Volume 6 - Opinions of Counsel SBEA No. 21
Municipal corporations exemption (property located outside corporate limits) (gravel bed) - Real Property Tax Law, § 406:
Where title to a gravel bed is in three municipalities but the parcel is located entirely within only one of the owner municipalities, only the interest in the property of the municipality in which it is located is exempt from taxation pursuant to section 406 of the Real Property Tax Law. The interests of the other owner municipalities are taxable.
A gravel bed, ownership of which is shared among three towns, is located entirely within one of those towns. Pursuant to Article 5-G of the General Municipal Law, the three towns formed a joint gravel bed committee for the purposes of acquisition and operation of an appropriate piece of property for a gravel bed. Sometime thereafter, title to a parcel of real property located within one of the towns was taken in the name of the three towns. We have now been asked to render an opinion as to the taxable status of this parcel.
It appears that the establishment of the joint gravel bed committee was a proper joint municipal operation since pursuant to section 145 of the Highway Law, towns may purchase land containing a gravel bed or other material for use on the public highways and bridges of the town. Moreover, pursuant to section 119-o of the General Municipal Law, towns are authorized to enter into agreements for the provision of a joint service. The term “joint service” is defined in subdivision c of section 119-n of the General Municipal Law as the:
joint provision of any municipal facility, service, activity, project or undertaking or the joint performance or exercise of any function or power which each of the municipal corporations or districts has the power by any other general or special law to provide, perform or exercise, separately . . .
The issue as to the taxable status of the gravel bed turns on the interpretation to be given to section 406 of the Real Property Tax Law. Pursuant to subdivision 1 of this section, real property owned by a municipal corporation located within its corporate limits and held for a public use is exempt from taxation. Our research discloses no judicial interpretations or administrative opinions concerning the taxable status of municipally owned gravel beds. However, the operation of a gravel bed has been referred to as a town purpose (5 Op.State Compt. 183), and it is our opinion that the use of real property as a gravel bed by a town would be a “public use” within the meaning of subdivision 1 of section 406. Thus, if the gravel bed in question were owned solely by the town in which it is located, we would consider the property exempt pursuant to section 406.
However, due to the fact that two other towns also share in the ownership of the property, additional questions are raised. Although it is not clear from the portion of the deed submitted, we assume that the three towns hold title to the parcel in question as tenants in common (see, McOuillin, The Law of Municipal Corporations (3d Ed) §28.20). Pursuant to subdivisions 2 and 3 of section 406 of the Real Property Tax Law, real property owned by a municipal corporation not located within its corporate limits, but used for certain specified statutory purposes, may be exempt if the municipality in which the property is located agrees in writing to exempt it. The list of exempt purposes does not include a gravel bed or pit, and, in fact, the Attorney General has indicated that a gravel pit owned by a town, but located in an adjoining town, is taxable (1968, Op.Atty.Gen. 39). Similarly, with reference to a “sand reserve,” we have previously stated that such property is not exempt when located outside of the boundaries of the owning municipality (3 Op.Counsel SBEA No. 88). Thus, if the town in which the gravel bed is located had no ownership interest in the gravel bed in question, it is clear that the property would be fully taxable to the other two owner towns.

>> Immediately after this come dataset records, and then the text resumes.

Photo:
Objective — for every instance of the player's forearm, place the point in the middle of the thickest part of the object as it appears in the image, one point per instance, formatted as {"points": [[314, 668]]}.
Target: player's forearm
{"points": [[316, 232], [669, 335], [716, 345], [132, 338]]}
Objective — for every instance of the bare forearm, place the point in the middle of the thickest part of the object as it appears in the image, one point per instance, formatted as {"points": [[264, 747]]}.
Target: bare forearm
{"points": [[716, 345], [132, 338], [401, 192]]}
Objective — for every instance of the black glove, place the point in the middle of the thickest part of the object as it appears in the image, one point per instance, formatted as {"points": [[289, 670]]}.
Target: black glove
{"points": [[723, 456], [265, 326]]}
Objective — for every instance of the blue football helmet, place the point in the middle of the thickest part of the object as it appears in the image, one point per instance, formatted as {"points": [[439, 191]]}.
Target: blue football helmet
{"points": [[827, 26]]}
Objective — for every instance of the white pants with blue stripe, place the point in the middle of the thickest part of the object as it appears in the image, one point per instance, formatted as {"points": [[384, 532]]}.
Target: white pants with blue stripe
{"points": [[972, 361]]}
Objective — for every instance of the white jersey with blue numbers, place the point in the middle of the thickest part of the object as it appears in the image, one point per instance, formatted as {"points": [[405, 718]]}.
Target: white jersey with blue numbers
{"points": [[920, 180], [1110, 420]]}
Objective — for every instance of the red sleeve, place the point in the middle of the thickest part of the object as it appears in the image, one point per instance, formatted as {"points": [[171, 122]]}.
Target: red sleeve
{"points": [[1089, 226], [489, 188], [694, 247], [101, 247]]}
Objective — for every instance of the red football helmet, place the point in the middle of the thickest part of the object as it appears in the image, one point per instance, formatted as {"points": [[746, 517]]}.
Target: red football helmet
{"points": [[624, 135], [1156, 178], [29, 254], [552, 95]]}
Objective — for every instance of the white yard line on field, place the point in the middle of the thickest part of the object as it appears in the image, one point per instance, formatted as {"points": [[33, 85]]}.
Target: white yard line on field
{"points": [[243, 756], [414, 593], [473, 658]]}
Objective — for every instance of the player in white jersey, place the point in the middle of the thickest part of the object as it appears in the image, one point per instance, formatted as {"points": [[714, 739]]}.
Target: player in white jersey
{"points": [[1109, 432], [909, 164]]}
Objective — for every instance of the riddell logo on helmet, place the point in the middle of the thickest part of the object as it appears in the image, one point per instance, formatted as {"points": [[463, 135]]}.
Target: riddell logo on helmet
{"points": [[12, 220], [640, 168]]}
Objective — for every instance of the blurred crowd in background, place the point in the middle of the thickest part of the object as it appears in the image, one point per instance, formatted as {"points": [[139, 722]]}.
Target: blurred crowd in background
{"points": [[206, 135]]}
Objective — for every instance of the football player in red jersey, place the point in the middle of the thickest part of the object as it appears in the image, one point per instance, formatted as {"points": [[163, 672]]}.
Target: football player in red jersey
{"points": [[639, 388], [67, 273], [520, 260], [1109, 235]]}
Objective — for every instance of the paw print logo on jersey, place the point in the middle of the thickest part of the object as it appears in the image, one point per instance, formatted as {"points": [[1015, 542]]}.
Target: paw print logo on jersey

The given fact situation is a hybrid of the two situations discussed above. That is, as to the town in which the gravel bed is located, the property is exempt, but as to the other two owner towns, it is subject to taxation. As is indicated in a prior opinion of this office (1 Op.Counsel SBEA No. 101), no mention is made in section 406 concerning the proration of real property taxes. However, based on the interpretation of prior judicial decisions discussed in that opinion, we concluded that a leased portion of a municipally owned building was taxable while the remainder of the building, which was being used for public purposes, was exempt. A similar rationale should be followed in the present case. That is, the assessor of the town in which the gravel bed is located should enter the parcel on the taxable portion of the assessment roll, indicating a partial exemption equal to one-third of the assessed valuation of the property, the one-third exemption being due to the ownership interest of that town (see, Real Property Tax Law, §502). Finally, pursuant to the contract entered into by the three towns, each town must share equally in the cost of the gravel bed’s operations. Accordingly, it appears that the three towns will then be liable for the taxes levied on two-thirds of the assessed value of the property.